Over Designed and Under Documented

Documentation is important. I doubt anybody would disagree with this statement. I don’t know anyone who would say they went into a new job or a new client with enough documentation to feel confident. Most of this knowledge comes from digging in and there is rarely enough time to stop and open Visio. We all want documentation in six months but it’s never today’s priority.

Documentation becomes crucial when you create a new standard or design something outside of the existing standard. In a perfect world all hardware in a datacenter will be the same and a decision from a year ago will still apply today. Unfortunately we don’t live in a perfect world. Hardware changes, different sized bladed and rack mount servers are purchased, etc. If the settings aren’t compatible or there are a different number of physical adapters purchased for one project but not another you can run into issues. Let me dive into an example:

Network Isolation

During a new job I was tasked with redesigning a datacenter. The milestone had been missed and the deadline was looming so the pressure was on. I wasn’t familiar with the project’s existing design due to a lack of notes (see my earlier discussion of the importance of documentation). The requirements I was given were “use a distributed switch and isolate NFS traffic to two dedicated VLANs”. All 30 hosts were identical blades and had 4 physical NICs.

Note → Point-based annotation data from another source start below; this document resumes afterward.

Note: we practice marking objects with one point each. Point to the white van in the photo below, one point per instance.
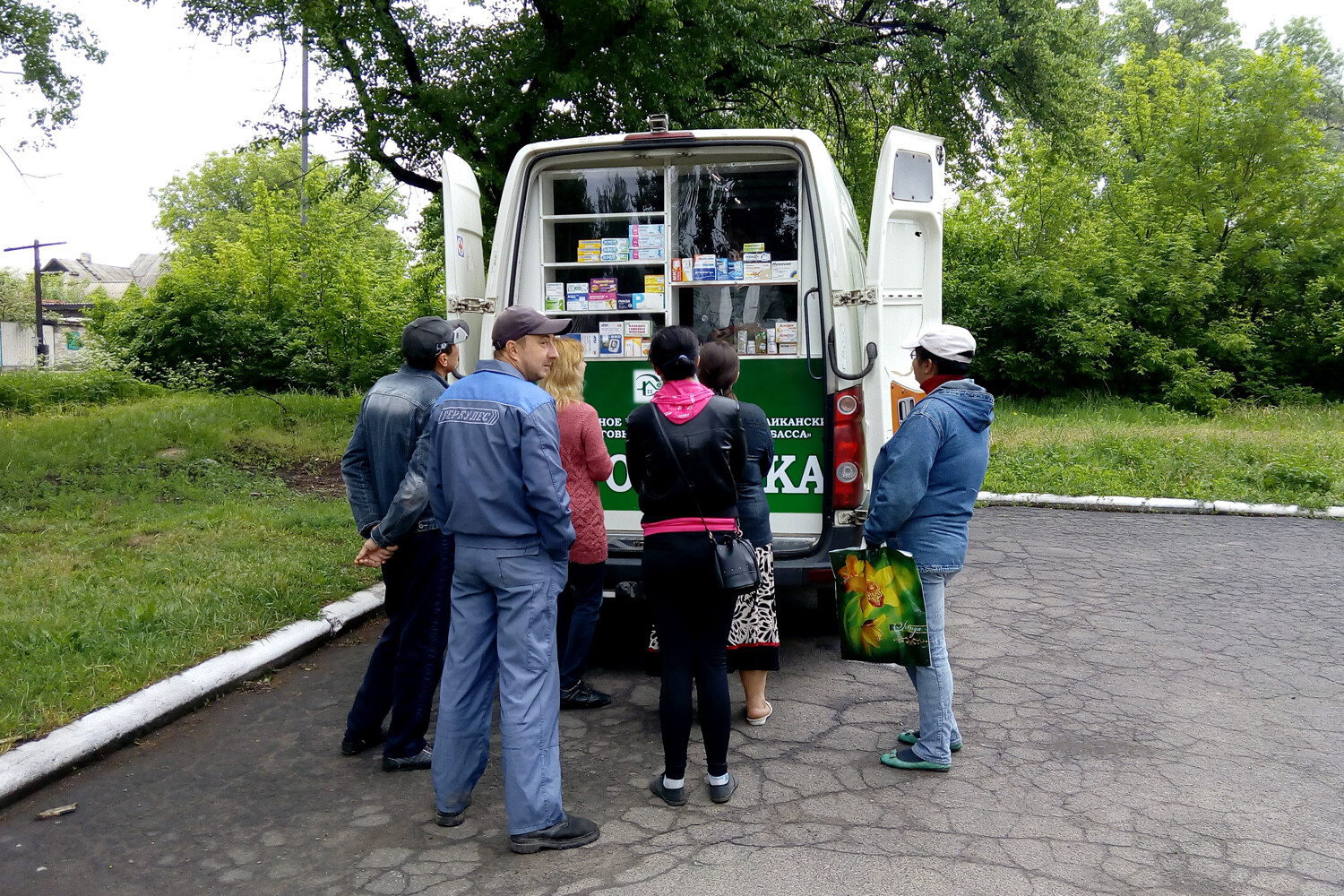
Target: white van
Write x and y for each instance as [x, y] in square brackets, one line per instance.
[752, 238]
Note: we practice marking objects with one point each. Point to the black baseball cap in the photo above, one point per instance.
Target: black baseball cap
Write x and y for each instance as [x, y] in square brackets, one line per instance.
[516, 322]
[426, 338]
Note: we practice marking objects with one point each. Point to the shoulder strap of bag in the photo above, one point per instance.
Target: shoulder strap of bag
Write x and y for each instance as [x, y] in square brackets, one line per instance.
[658, 422]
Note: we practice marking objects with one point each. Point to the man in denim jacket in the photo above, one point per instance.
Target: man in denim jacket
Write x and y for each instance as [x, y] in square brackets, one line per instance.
[924, 487]
[496, 484]
[384, 481]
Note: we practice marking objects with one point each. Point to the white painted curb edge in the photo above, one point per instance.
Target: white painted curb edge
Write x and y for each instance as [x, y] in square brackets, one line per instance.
[31, 764]
[1152, 505]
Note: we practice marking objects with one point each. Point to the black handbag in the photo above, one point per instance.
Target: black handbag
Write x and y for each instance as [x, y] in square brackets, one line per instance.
[734, 556]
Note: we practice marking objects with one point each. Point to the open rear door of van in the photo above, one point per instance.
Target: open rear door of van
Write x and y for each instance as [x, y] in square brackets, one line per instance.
[464, 271]
[905, 261]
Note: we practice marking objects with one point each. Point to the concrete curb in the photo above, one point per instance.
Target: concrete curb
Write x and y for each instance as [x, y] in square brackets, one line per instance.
[1152, 505]
[32, 764]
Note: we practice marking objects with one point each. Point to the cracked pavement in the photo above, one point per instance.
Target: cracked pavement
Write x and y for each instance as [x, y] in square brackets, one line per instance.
[1150, 704]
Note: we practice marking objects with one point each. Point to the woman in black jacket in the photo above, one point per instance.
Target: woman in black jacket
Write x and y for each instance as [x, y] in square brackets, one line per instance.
[754, 635]
[685, 495]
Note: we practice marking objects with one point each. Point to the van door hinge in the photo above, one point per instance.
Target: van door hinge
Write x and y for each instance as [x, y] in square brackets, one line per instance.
[851, 517]
[470, 306]
[867, 296]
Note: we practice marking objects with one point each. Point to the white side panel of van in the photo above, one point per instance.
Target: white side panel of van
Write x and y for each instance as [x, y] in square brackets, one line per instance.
[905, 250]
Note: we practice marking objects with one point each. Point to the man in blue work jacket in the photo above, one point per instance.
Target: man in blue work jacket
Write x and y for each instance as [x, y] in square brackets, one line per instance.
[384, 482]
[496, 485]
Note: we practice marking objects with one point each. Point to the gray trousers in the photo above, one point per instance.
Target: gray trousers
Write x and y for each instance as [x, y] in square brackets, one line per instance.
[503, 629]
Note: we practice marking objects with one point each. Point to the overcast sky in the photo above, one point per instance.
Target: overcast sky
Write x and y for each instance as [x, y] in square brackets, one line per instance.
[166, 99]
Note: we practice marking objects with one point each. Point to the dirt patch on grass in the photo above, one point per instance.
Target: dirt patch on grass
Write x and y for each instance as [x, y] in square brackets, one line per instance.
[316, 477]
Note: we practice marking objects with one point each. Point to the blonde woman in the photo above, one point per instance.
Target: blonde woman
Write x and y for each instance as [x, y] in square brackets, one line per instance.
[586, 462]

I created a single dvSwitch, set the NIC teaming rules to meet the requirements, and all was well. A year later a few blades with only two NICs were purchased. Another technician added them to the dvSwitch. All networking checks succeeded except we couldn’t ping the NFS vmkernel port or the VM that needed to sit in that VLAN.

The Original Design

I set out to fulfill the requirement to dedicate two network adapters to NFS storage. There are quite a few ways to fulfill this requirement but there are two common solutions. You can use one switch and set explicit failover rules. All port groups except for NFS use dvUplink 1 and 2. The NFS port group use dvUplink 3 and 4.

one-dvswitch

The other decision would be to create two dvSwitches. One dedicated to NFS, a second dedicated to all other traffic. Then you simply have NFS uplinks 1 and 2 for the storage dvswitch and the a second set up uplinks 1 and 2 for the production switch.

two-dvswitch

They both work, but which way is correct? That is a discussion for your team. I prefer a single switch. That leads to fewer decisions when setting up a new host. Two switches give you less room for error with non-standard hardware but more switches to maintain.

Lessons Learned

What I should have done was change the name of the uplinks in the dvSwitch. I should have renamed uplinks 1 and 2 to Prod-Uplink1 and Prod-Uplink2. Then I should have renamed uplink 2 and 3 to NFS-Uplink1 and NFS-Uplink2. This would have made it more clear that no physical adapters were connected to the NFS uplinks.

Secondly I should have drew it out in Visio. I also should have written a networking section as part of an overall design document defending my decisions. This is how it should have looked.

correct-dvswitch

Thirty minutes of documentation with this could have saved hours of troubleshooting. This was early in my enterprise career and one of the first design decisions I ever made with a dvSwitch. I have since passed the VCAP-DCD and am now starting on the VCDX. Thanks to these studies I have a much better grasp on the level of documentation needed to be successful. I plan to go back to make these changes and draw these switches. Hopefully we won’t face an error due to an over designed and under documented decision again.